Older Kidney Donors Might Expand The Donor-Organ Pool

February 22, 2006
  • We have often found elder's wish to donate the critical organs such as kidneys and liver. But most of the times the donations have been viewed with scepticism. Not any more.

    The commonly held view is that kidneys from older donors do not survive as long as those from younger donors. But doctors point out in The New England Journal of Medicine, excellent long-term outcomes can be achieved using kidney transplants from donors older than 60 years of age, provided that the kidneys are properly evaluated prior to implantation, research shows. They also add that the kidneys from older donors based on preimplantation characteristics might help narrow the gap in outcomes and expand the donor-organ pool.

    According to Dr. Piero Ruggenenti and colleagues, from the Mario Negri Institute for Pharmacological Research in Bergamo, Italy compared the outcomes of 62 patients given "histologically evaluated" kidneys from an older donor with those of 248 matched recipients given non-evaluated kidneys from either older or younger donors. All of the recipients were older than 50 years of age.

    During a median follow-up of 23 months, the rate of progression to dialysis was 6 percent in the group given evaluated kidneys from older donors, 7 percent among those given kidneys from younger donors, and 23 percent among those given non-evaluated kidneys from older donors.
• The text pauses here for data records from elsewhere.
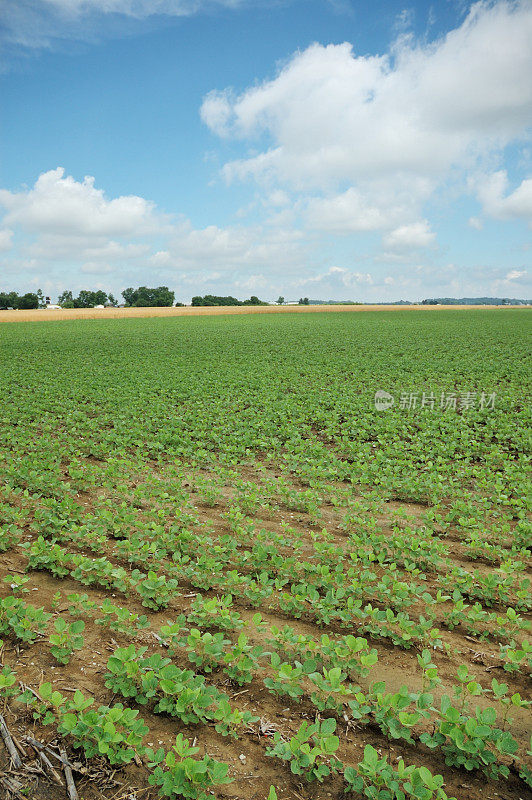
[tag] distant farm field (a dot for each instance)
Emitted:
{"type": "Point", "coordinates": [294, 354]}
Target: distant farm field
{"type": "Point", "coordinates": [299, 542]}
{"type": "Point", "coordinates": [49, 315]}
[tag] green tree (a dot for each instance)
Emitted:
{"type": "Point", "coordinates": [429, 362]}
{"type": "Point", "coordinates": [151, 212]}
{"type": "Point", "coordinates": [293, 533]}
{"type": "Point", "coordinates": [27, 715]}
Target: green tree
{"type": "Point", "coordinates": [28, 300]}
{"type": "Point", "coordinates": [65, 299]}
{"type": "Point", "coordinates": [145, 296]}
{"type": "Point", "coordinates": [9, 300]}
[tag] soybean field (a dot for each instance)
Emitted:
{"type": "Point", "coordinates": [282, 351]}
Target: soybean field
{"type": "Point", "coordinates": [266, 556]}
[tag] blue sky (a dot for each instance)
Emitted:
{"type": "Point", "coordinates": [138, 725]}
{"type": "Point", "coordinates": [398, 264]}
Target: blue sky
{"type": "Point", "coordinates": [334, 150]}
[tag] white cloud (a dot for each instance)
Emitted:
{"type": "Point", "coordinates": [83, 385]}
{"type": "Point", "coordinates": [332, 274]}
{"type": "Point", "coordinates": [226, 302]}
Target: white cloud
{"type": "Point", "coordinates": [6, 237]}
{"type": "Point", "coordinates": [515, 274]}
{"type": "Point", "coordinates": [410, 237]}
{"type": "Point", "coordinates": [476, 223]}
{"type": "Point", "coordinates": [497, 203]}
{"type": "Point", "coordinates": [136, 8]}
{"type": "Point", "coordinates": [348, 212]}
{"type": "Point", "coordinates": [335, 276]}
{"type": "Point", "coordinates": [62, 205]}
{"type": "Point", "coordinates": [333, 115]}
{"type": "Point", "coordinates": [378, 135]}
{"type": "Point", "coordinates": [34, 24]}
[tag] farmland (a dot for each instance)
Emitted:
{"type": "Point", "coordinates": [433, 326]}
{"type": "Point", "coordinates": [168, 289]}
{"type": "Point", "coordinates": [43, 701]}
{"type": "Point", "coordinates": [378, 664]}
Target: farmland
{"type": "Point", "coordinates": [224, 570]}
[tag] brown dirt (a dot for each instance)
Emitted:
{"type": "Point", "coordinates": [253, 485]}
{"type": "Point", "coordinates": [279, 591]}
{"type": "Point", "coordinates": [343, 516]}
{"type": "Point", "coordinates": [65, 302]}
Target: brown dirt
{"type": "Point", "coordinates": [254, 773]}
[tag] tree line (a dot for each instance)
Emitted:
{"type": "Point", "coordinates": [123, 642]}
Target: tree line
{"type": "Point", "coordinates": [142, 297]}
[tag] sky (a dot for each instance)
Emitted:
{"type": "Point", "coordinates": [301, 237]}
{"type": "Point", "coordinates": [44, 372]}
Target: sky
{"type": "Point", "coordinates": [330, 149]}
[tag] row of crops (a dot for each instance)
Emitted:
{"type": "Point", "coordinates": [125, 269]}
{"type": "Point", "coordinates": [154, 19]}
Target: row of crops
{"type": "Point", "coordinates": [225, 572]}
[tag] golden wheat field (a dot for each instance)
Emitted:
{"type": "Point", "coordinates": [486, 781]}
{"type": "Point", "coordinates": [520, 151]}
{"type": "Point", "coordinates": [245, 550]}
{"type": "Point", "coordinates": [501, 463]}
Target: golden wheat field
{"type": "Point", "coordinates": [41, 315]}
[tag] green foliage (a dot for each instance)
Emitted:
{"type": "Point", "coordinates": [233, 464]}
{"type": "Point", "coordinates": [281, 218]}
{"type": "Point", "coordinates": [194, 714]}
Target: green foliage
{"type": "Point", "coordinates": [66, 639]}
{"type": "Point", "coordinates": [374, 778]}
{"type": "Point", "coordinates": [179, 774]}
{"type": "Point", "coordinates": [311, 751]}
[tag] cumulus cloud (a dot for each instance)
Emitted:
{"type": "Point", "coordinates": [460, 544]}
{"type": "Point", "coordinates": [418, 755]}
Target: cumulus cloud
{"type": "Point", "coordinates": [6, 239]}
{"type": "Point", "coordinates": [61, 205]}
{"type": "Point", "coordinates": [410, 237]}
{"type": "Point", "coordinates": [368, 131]}
{"type": "Point", "coordinates": [498, 203]}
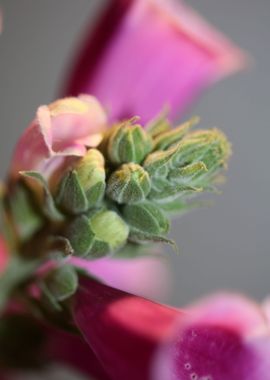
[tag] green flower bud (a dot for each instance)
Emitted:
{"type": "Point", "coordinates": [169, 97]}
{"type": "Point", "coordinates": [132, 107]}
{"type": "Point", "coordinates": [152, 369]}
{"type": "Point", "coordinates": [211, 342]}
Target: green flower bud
{"type": "Point", "coordinates": [208, 146]}
{"type": "Point", "coordinates": [97, 235]}
{"type": "Point", "coordinates": [146, 217]}
{"type": "Point", "coordinates": [109, 228]}
{"type": "Point", "coordinates": [128, 143]}
{"type": "Point", "coordinates": [129, 184]}
{"type": "Point", "coordinates": [84, 186]}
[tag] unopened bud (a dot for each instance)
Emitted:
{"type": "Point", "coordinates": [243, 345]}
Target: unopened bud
{"type": "Point", "coordinates": [84, 186]}
{"type": "Point", "coordinates": [146, 217]}
{"type": "Point", "coordinates": [97, 235]}
{"type": "Point", "coordinates": [129, 184]}
{"type": "Point", "coordinates": [128, 143]}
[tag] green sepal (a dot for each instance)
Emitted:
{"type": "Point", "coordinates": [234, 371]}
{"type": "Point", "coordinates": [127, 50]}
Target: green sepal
{"type": "Point", "coordinates": [91, 175]}
{"type": "Point", "coordinates": [129, 184]}
{"type": "Point", "coordinates": [168, 138]}
{"type": "Point", "coordinates": [109, 228]}
{"type": "Point", "coordinates": [128, 143]}
{"type": "Point", "coordinates": [25, 217]}
{"type": "Point", "coordinates": [99, 249]}
{"type": "Point", "coordinates": [158, 161]}
{"type": "Point", "coordinates": [46, 202]}
{"type": "Point", "coordinates": [172, 192]}
{"type": "Point", "coordinates": [158, 125]}
{"type": "Point", "coordinates": [17, 273]}
{"type": "Point", "coordinates": [71, 197]}
{"type": "Point", "coordinates": [146, 217]}
{"type": "Point", "coordinates": [142, 237]}
{"type": "Point", "coordinates": [80, 235]}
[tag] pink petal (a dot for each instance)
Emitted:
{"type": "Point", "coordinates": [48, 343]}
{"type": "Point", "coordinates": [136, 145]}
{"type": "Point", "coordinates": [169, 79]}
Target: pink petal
{"type": "Point", "coordinates": [61, 129]}
{"type": "Point", "coordinates": [145, 54]}
{"type": "Point", "coordinates": [123, 330]}
{"type": "Point", "coordinates": [224, 338]}
{"type": "Point", "coordinates": [144, 276]}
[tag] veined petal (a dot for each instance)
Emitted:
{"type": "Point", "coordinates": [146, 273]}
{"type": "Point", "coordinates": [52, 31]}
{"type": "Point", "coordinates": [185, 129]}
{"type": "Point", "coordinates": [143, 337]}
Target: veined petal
{"type": "Point", "coordinates": [145, 276]}
{"type": "Point", "coordinates": [122, 329]}
{"type": "Point", "coordinates": [61, 129]}
{"type": "Point", "coordinates": [224, 338]}
{"type": "Point", "coordinates": [147, 54]}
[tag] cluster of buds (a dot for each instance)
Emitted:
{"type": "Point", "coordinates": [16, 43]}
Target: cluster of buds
{"type": "Point", "coordinates": [122, 191]}
{"type": "Point", "coordinates": [114, 197]}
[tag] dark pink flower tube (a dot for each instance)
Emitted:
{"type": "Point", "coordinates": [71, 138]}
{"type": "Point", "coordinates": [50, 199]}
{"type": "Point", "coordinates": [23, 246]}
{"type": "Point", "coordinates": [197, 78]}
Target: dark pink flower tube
{"type": "Point", "coordinates": [147, 54]}
{"type": "Point", "coordinates": [223, 338]}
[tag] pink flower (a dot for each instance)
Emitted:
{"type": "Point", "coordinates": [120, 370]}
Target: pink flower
{"type": "Point", "coordinates": [225, 337]}
{"type": "Point", "coordinates": [147, 54]}
{"type": "Point", "coordinates": [61, 129]}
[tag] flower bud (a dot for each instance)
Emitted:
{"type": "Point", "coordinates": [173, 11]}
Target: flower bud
{"type": "Point", "coordinates": [97, 235]}
{"type": "Point", "coordinates": [128, 143]}
{"type": "Point", "coordinates": [129, 184]}
{"type": "Point", "coordinates": [83, 187]}
{"type": "Point", "coordinates": [208, 146]}
{"type": "Point", "coordinates": [146, 217]}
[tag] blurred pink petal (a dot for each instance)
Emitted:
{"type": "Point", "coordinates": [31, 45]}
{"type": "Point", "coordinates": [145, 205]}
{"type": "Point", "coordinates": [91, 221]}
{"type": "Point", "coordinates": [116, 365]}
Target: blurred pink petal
{"type": "Point", "coordinates": [145, 276]}
{"type": "Point", "coordinates": [146, 54]}
{"type": "Point", "coordinates": [138, 339]}
{"type": "Point", "coordinates": [224, 338]}
{"type": "Point", "coordinates": [61, 129]}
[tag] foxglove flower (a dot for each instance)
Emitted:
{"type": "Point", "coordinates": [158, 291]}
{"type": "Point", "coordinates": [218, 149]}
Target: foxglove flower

    The risk of graft failure is reduced by more than threefold, using an evaluated graft from an older donor, rather than a non-evaluated one.

    Preimplantation assessment of kidneys was associated with significantly better survival, in both the overall and older donor group analysis.

    According to Dr. Francis L. Delmonico and Dr. James F. Burdick, the heads of major transplantation organizations in the US, comment in a related editorial "This Italian group reports results that are relevant to increasing the rate of successful kidney transplantation anywhere in the world."